Julie AIMÉ
Golfeuse

Julie a reçu une bourse pour financer sa participation aux compétitions internationales.

Quel est votre parcours  sportif  ?
J’ai toujours été très sportive, dès le plus jeune âge. Avant de taper mes premières balles de golf, j’ai eu la chance de pouvoir pratiquer le judo, faire du ski, de la gym, du saut à l’élastique, du tennis…Lorsque j’avais 7 ans, de retour d’un stage de golf au Golf de Nice, j’ai tout de suite su que le golf serait une bonne discipline pour moi. J’ai adoré le fait d’être en extérieur, dans la nature, que chaque parcours soit différent, et que ce soit un sport individuel (peut-être du fait que je sois enfant unique). C’est là que mon aventure golfique a débutée. J’ai rapidement progressé et amélioré mon index pour participer aux compétitions régionales et nationales. A la veille de mes 18 ans, j’ai été recrutée par une Université Américaine au Texas – Lamar University.
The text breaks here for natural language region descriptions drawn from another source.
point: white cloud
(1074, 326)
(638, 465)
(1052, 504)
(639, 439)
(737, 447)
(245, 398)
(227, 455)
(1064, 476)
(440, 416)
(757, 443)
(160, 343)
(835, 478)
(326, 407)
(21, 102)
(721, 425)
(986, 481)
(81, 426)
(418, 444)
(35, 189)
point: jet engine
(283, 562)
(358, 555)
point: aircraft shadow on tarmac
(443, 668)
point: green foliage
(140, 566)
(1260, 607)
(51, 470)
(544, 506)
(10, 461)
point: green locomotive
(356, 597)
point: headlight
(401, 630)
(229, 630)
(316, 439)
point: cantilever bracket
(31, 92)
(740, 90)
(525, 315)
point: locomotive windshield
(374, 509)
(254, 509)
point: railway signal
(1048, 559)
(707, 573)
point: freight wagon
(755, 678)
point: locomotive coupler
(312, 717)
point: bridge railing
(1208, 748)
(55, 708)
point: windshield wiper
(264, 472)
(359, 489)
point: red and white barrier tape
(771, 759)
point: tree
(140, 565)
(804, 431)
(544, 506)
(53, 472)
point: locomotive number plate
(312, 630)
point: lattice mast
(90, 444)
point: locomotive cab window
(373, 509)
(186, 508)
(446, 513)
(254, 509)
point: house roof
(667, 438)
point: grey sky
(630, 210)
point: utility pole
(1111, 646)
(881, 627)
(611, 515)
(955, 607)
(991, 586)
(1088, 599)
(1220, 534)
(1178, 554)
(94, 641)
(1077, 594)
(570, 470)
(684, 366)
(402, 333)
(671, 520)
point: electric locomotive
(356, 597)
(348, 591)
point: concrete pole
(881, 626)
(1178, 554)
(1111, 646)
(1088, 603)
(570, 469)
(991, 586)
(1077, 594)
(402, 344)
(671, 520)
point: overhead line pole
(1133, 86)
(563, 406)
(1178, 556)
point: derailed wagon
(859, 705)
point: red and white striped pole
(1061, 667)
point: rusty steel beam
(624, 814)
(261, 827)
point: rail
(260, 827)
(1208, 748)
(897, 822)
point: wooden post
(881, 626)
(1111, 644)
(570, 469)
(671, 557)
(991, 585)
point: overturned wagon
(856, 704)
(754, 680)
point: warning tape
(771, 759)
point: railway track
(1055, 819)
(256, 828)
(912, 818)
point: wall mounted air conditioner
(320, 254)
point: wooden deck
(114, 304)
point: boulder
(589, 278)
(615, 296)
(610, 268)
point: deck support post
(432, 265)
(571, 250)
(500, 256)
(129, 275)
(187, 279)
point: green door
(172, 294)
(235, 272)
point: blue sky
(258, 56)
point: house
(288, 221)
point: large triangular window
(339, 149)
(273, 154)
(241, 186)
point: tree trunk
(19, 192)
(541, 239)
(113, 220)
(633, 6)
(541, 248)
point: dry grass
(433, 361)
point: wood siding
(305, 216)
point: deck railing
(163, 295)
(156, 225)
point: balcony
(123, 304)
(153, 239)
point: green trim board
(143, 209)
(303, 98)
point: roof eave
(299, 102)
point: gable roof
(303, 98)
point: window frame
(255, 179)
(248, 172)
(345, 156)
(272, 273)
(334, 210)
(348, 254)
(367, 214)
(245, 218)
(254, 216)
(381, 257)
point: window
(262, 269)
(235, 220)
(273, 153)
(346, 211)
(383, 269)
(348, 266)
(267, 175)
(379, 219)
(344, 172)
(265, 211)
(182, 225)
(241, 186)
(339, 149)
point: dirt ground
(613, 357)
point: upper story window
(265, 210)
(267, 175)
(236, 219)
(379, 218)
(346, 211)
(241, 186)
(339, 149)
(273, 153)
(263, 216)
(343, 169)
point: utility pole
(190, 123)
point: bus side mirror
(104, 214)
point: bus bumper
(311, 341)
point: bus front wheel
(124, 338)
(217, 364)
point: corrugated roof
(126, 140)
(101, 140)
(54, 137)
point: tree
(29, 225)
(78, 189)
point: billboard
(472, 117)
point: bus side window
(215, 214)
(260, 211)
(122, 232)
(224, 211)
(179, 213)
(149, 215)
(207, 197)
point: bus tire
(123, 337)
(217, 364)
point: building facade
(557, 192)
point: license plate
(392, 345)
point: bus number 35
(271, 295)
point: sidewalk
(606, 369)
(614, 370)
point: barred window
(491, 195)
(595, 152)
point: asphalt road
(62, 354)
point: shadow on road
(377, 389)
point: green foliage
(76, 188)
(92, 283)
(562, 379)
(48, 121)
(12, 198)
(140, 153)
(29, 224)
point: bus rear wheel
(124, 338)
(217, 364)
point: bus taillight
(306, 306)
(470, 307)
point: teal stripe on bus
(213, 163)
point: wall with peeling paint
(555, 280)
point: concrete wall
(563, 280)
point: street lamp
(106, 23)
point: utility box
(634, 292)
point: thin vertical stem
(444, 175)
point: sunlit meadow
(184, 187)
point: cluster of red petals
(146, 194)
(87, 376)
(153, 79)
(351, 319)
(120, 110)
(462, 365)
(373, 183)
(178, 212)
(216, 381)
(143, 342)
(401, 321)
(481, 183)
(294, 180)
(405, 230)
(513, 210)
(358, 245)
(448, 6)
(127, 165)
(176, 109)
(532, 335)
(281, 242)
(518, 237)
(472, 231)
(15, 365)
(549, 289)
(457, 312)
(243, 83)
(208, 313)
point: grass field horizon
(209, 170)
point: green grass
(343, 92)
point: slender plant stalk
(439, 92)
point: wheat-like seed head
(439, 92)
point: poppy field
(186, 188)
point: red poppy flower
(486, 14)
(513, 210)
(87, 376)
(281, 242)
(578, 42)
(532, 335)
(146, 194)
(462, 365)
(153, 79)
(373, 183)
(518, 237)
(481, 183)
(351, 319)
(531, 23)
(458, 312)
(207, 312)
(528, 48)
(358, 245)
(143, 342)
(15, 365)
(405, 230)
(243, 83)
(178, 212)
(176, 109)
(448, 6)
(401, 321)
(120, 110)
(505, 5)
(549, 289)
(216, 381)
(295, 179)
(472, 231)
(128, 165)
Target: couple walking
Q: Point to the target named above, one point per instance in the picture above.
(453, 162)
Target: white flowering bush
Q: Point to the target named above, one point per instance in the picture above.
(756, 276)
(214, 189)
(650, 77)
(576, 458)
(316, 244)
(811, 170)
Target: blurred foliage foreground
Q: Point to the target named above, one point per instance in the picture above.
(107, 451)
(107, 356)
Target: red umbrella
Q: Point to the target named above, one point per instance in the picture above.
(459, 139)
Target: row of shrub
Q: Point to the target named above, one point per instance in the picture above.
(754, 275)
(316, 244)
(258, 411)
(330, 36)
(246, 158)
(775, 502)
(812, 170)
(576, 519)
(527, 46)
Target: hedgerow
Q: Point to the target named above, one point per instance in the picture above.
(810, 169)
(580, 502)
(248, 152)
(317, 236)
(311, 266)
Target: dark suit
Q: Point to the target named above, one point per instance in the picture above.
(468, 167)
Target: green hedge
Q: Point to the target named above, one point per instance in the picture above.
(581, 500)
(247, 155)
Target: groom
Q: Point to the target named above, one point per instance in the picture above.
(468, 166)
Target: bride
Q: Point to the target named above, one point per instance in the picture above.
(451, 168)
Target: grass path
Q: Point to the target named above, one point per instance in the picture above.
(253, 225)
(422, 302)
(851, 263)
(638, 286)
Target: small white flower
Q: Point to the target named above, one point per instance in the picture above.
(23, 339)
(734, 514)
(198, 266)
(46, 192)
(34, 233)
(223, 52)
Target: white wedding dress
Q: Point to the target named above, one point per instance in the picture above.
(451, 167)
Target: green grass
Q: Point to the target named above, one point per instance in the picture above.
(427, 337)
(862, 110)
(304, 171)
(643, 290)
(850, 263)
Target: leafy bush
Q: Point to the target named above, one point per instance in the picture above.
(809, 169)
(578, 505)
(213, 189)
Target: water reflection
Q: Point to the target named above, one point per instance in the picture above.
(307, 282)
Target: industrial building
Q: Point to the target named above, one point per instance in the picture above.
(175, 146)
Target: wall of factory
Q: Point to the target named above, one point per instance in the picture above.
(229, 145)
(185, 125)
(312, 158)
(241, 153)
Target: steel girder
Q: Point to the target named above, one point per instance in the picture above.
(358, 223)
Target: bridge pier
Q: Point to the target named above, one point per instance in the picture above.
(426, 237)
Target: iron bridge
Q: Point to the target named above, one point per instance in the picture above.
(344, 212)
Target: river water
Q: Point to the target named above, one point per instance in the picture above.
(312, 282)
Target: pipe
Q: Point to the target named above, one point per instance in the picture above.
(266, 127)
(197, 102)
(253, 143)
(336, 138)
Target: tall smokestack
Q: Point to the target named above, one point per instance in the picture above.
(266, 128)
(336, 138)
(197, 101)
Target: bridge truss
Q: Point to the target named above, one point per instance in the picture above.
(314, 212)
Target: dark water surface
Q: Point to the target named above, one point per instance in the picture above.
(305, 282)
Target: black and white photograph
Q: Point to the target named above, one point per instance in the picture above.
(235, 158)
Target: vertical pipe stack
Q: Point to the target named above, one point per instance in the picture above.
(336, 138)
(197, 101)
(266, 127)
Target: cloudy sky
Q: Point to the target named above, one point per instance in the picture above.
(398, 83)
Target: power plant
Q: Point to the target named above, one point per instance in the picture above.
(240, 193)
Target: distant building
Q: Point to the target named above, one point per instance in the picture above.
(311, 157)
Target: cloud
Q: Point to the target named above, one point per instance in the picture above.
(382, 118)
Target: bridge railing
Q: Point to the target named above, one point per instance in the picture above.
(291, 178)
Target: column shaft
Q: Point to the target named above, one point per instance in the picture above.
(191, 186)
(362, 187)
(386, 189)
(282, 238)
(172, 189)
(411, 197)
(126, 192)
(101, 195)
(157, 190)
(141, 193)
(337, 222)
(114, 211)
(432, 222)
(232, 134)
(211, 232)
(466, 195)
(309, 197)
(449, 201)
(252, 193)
Lamar m’a offert une bourse pour jouer dans l’équipe de golf pendant 4 ans (de 2010 à 2013) et obtenir mon diplôme universitaire. Pouvoir combiner le sport et les études m’a énormément plu. Sans doute, les 4 meilleures années de ma vie ! Une fois diplômée, je suis rentrée en France et j’ai trouvé un travail – toujours dans le monde du golf. Durant mes pauses déjeuner, j’allais au practice taper des balles pour le fun. Et c’est la que Roger Damiano, coach de golf et ami de longue date, m’a poussé à reprendre l’entraînement sérieusement, passer pro et jouer sur le circuit professionnel féminin. En 2016, je suis passée pro et j'ai obtenu ma carte pour jouer sur le Ladies European Tour. En 2018, avec plus d’expérience et confiance, j’ai pris l’avion direction l’Amérique pour jouer les qualifications du LPGA – le meilleur tour de golf féminin au monde. J’ai obtenu un droit de jeu sur le Symetra Tour – le « tour tremplin » juste en dessous du LPGA. En 2020, j’ai joue mon premier LPGA dans l’Ohio – une expérience unique et incroyable – qui m’a donné encore plus envie de progresser. Cette année, j’ai une vingtaine de tournois sur l’agenda, avec comme objectif d’obtenir un droit de jeu complet sur le LPGA.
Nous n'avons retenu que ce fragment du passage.